De acordo com Jaqueline, essa perspectiva elitista distancia outros grupos historicamente discriminados do investimento da primeira infância. “Essa perspectiva não enxerga a infância numa perspectiva plural. Você não está falando das crianças que estão sofrendo violência. Você está falando de cuidar e desenvolver como se todas as crianças vivessem a mesma realidade”, conclui.
Ações desenvolvidas para a primeira infância
As ações desenvolvidas a partir do Mosaico de Primeira Infância e Equidade Racial são divididas em seis eixos, são eles: pesquisa e produção de evidências, metodologias inovadoras, incidência política, formação, comunicação e atuação comunitária. As organizações envolvidas ficam responsáveis pelas atividades que mais se alinham a sua atuação.
Dentre elas, estão a produção de indicadores da qualidade na educação infantil e relações raciais na escola. As reportagens utilizando fontes que trabalham o tema da primeira infância, e personagens ligados diretamente com a temática, a exemplo de psicólogos, professores e crianças.

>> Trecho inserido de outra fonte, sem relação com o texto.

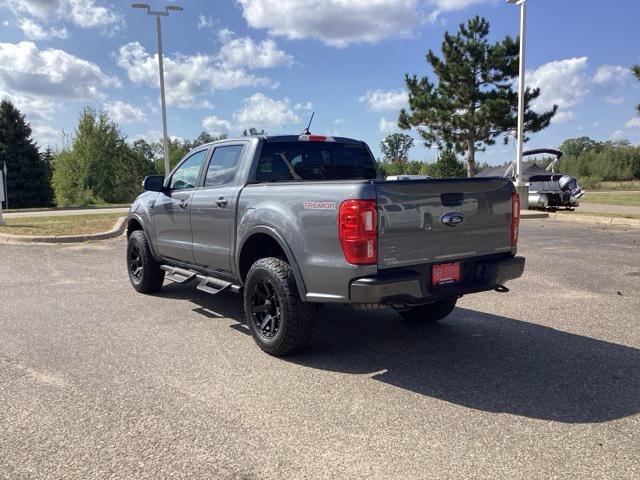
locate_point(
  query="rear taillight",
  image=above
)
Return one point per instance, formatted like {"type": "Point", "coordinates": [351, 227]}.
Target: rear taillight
{"type": "Point", "coordinates": [515, 218]}
{"type": "Point", "coordinates": [358, 231]}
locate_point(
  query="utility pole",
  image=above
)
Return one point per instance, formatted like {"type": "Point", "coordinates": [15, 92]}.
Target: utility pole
{"type": "Point", "coordinates": [521, 187]}
{"type": "Point", "coordinates": [158, 14]}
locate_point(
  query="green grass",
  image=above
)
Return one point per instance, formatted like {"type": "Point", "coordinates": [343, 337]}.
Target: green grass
{"type": "Point", "coordinates": [60, 225]}
{"type": "Point", "coordinates": [612, 198]}
{"type": "Point", "coordinates": [622, 185]}
{"type": "Point", "coordinates": [53, 209]}
{"type": "Point", "coordinates": [599, 214]}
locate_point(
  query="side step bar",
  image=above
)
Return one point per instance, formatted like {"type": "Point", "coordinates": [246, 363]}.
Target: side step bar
{"type": "Point", "coordinates": [209, 285]}
{"type": "Point", "coordinates": [178, 275]}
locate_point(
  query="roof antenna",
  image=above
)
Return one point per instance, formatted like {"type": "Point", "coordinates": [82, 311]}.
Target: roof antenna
{"type": "Point", "coordinates": [306, 130]}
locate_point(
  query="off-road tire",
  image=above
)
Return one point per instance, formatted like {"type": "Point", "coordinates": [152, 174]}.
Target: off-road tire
{"type": "Point", "coordinates": [431, 312]}
{"type": "Point", "coordinates": [294, 318]}
{"type": "Point", "coordinates": [151, 277]}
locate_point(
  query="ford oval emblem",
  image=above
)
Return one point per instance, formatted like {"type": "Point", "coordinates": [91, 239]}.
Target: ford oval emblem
{"type": "Point", "coordinates": [452, 219]}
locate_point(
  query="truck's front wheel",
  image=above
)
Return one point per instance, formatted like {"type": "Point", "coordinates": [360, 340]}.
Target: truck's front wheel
{"type": "Point", "coordinates": [431, 312]}
{"type": "Point", "coordinates": [279, 321]}
{"type": "Point", "coordinates": [144, 272]}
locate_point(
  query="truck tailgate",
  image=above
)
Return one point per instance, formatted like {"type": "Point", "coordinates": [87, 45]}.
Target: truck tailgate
{"type": "Point", "coordinates": [412, 230]}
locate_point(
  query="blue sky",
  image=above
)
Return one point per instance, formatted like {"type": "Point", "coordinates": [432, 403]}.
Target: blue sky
{"type": "Point", "coordinates": [236, 64]}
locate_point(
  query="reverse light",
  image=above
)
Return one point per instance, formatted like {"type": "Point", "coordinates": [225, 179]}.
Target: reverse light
{"type": "Point", "coordinates": [515, 218]}
{"type": "Point", "coordinates": [358, 231]}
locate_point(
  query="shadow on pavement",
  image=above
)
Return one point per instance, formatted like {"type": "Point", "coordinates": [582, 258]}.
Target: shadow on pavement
{"type": "Point", "coordinates": [478, 360]}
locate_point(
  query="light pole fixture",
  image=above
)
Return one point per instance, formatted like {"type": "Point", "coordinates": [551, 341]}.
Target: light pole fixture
{"type": "Point", "coordinates": [158, 14]}
{"type": "Point", "coordinates": [520, 184]}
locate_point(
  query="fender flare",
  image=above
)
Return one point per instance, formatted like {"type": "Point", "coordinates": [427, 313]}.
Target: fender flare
{"type": "Point", "coordinates": [271, 232]}
{"type": "Point", "coordinates": [138, 218]}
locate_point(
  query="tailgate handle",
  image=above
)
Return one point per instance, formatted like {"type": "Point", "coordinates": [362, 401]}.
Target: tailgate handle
{"type": "Point", "coordinates": [452, 199]}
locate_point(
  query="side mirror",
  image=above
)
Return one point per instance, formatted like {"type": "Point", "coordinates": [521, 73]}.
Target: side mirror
{"type": "Point", "coordinates": [153, 183]}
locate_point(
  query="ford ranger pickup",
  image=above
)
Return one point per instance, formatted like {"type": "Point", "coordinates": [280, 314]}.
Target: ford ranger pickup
{"type": "Point", "coordinates": [291, 222]}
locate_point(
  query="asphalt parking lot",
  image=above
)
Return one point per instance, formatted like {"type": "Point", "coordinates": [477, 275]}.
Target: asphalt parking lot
{"type": "Point", "coordinates": [543, 382]}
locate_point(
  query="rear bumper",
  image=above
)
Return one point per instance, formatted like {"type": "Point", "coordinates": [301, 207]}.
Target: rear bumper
{"type": "Point", "coordinates": [413, 286]}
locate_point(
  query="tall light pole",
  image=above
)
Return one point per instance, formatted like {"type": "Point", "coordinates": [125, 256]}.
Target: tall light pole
{"type": "Point", "coordinates": [521, 186]}
{"type": "Point", "coordinates": [158, 14]}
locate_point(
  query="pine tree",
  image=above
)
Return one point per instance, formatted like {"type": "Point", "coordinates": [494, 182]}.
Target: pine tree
{"type": "Point", "coordinates": [473, 102]}
{"type": "Point", "coordinates": [447, 165]}
{"type": "Point", "coordinates": [395, 147]}
{"type": "Point", "coordinates": [28, 181]}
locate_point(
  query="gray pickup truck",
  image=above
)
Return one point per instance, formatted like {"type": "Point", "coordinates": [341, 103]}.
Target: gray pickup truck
{"type": "Point", "coordinates": [291, 222]}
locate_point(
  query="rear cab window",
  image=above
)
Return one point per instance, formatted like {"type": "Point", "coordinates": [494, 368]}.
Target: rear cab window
{"type": "Point", "coordinates": [304, 161]}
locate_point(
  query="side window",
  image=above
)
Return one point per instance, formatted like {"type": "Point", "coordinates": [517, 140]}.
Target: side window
{"type": "Point", "coordinates": [223, 165]}
{"type": "Point", "coordinates": [186, 176]}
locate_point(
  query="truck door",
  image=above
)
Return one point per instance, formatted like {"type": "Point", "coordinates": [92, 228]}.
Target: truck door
{"type": "Point", "coordinates": [213, 209]}
{"type": "Point", "coordinates": [172, 210]}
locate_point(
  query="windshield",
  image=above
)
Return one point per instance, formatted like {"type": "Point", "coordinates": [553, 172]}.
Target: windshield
{"type": "Point", "coordinates": [313, 161]}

Além disso, um estudo quantitativo e qualitativo com fontes primárias e secundárias acadêmicas e oficiais sobre a Equidade Racial na educação. A produção de pesquisa sobre educação infantil e as relações étnico raciais. A formação de professores da educação infantil com foco em relações etnico raciais.
E ainda, dentro do mesmo projeto, o lançamento do prêmio Educar para a Igualdade Racial e de Gênero, projeto sobre crianças e adolescentes e sistema de garantia de direitos, aplicativo que fornece conteúdo e conceitos sobre relações raciais e o Edital Equidade Racial, uma iniciativa que reúne artigos científicos que apontam soluções para os desafios da construção da equidade racial na educação básica do país.
Por último, o projeto primeira infância no centro com ações de articulação, formação e incidência política para construir políticas públicas em defesa das crianças negras e indígenas, o prêmio estratégias de equidade no enfrentamento à evasão escolar, concursos de planos de aulas e o trabalho com comunidades quilombolas.